A line ending with backslash is joined with the following line.

Don't forget that, inside a character constant or a string literal, the sequence \\ is the character escape code for the backslash character.  If you see backslash followed by any character other than newline, the backslash should be copied to the output without change.  It is only backslash followed by newline that represents source line continuation, and then the backslash and newline are not sent to the output.

There are actually four cases to consider when a backslash is noticed:

 backslash end-of-file faulty input backslash (not newline) looks like an escape character backslash newline source line continuation backslash newline end-of-file faulty input

In the case of source line continuation, we expect to find another character after the newline.  At this point, we don't bother checking that the second case is a proper escape character; that would be done later, in tokenization and lexical analysis.

There are two potential warning messages that should be issued in this pass, with output to stderr:
• fprintf(stderr, "warning: backslash at end of file\n");
• fprintf(stderr, "warning: backslash-newline at end of file\n");
Examples are given later.

Pass 4, Comment Removal

See CP:AMA. Sec. 2.3 (Comments), or C:ARM, Sec. 2.2, Comments, Sec. 2.3, Tokens, Sec. 2.7, Constants.

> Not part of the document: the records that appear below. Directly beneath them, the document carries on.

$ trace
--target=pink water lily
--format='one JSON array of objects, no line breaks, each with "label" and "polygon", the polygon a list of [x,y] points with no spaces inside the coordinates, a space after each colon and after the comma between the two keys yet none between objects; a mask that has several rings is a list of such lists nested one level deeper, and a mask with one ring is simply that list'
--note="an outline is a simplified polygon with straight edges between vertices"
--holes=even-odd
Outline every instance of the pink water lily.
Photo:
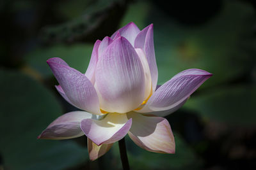
[{"label": "pink water lily", "polygon": [[143,149],[174,153],[174,137],[163,117],[180,108],[212,76],[204,70],[187,69],[157,89],[153,25],[140,31],[132,22],[95,42],[85,74],[60,58],[47,62],[60,83],[57,90],[84,111],[58,118],[38,138],[85,134],[91,160],[103,155],[127,134]]}]

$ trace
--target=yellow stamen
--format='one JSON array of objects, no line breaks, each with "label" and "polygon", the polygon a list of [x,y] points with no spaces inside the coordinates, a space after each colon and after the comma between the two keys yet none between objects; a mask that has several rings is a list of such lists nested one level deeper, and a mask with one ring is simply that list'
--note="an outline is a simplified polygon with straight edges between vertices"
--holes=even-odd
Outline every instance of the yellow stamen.
[{"label": "yellow stamen", "polygon": [[148,98],[147,98],[147,99],[143,101],[143,102],[141,103],[141,104],[138,108],[134,109],[134,110],[140,110],[142,109],[143,106],[145,104],[146,104],[146,103],[148,102],[149,98],[150,98],[151,96],[152,95],[152,93],[153,93],[153,92],[152,92],[152,89],[151,87],[151,92],[150,92],[150,94],[149,94]]},{"label": "yellow stamen", "polygon": [[107,114],[108,113],[108,111],[104,111],[102,109],[100,109],[100,110],[101,113],[102,113],[103,114]]}]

Comments are treated as whitespace.  Each comment is replaced by one space character, or by several newline characters, depending on how the comment was written.  Note that the interior of character constants (like 'a') and string literals (like "a") do not contain comments, so this pass is more complex than the first three.  You need to do some elements of tokenization here, but only to recognize the beginning and end of character constants, string literals, and the two forms of comments.
• The string literal "/* xyz */" looks like it contains a comment, but it doesn't, so don't change the string.  It goes to the output of this pass as-is.
The two forms of comment are
/* extending to the first */
// extending to the end of line

Note that this pass occurs after source line continuation, so the comment
// foo \
bar
will already have been modified to
// foo bar

The /* */ form can extend across source code lines.  It should be replaced with one space character if all on one line, or with one or more newline characters if on multiple lines (as a partial attempt to preserve the original number of lines).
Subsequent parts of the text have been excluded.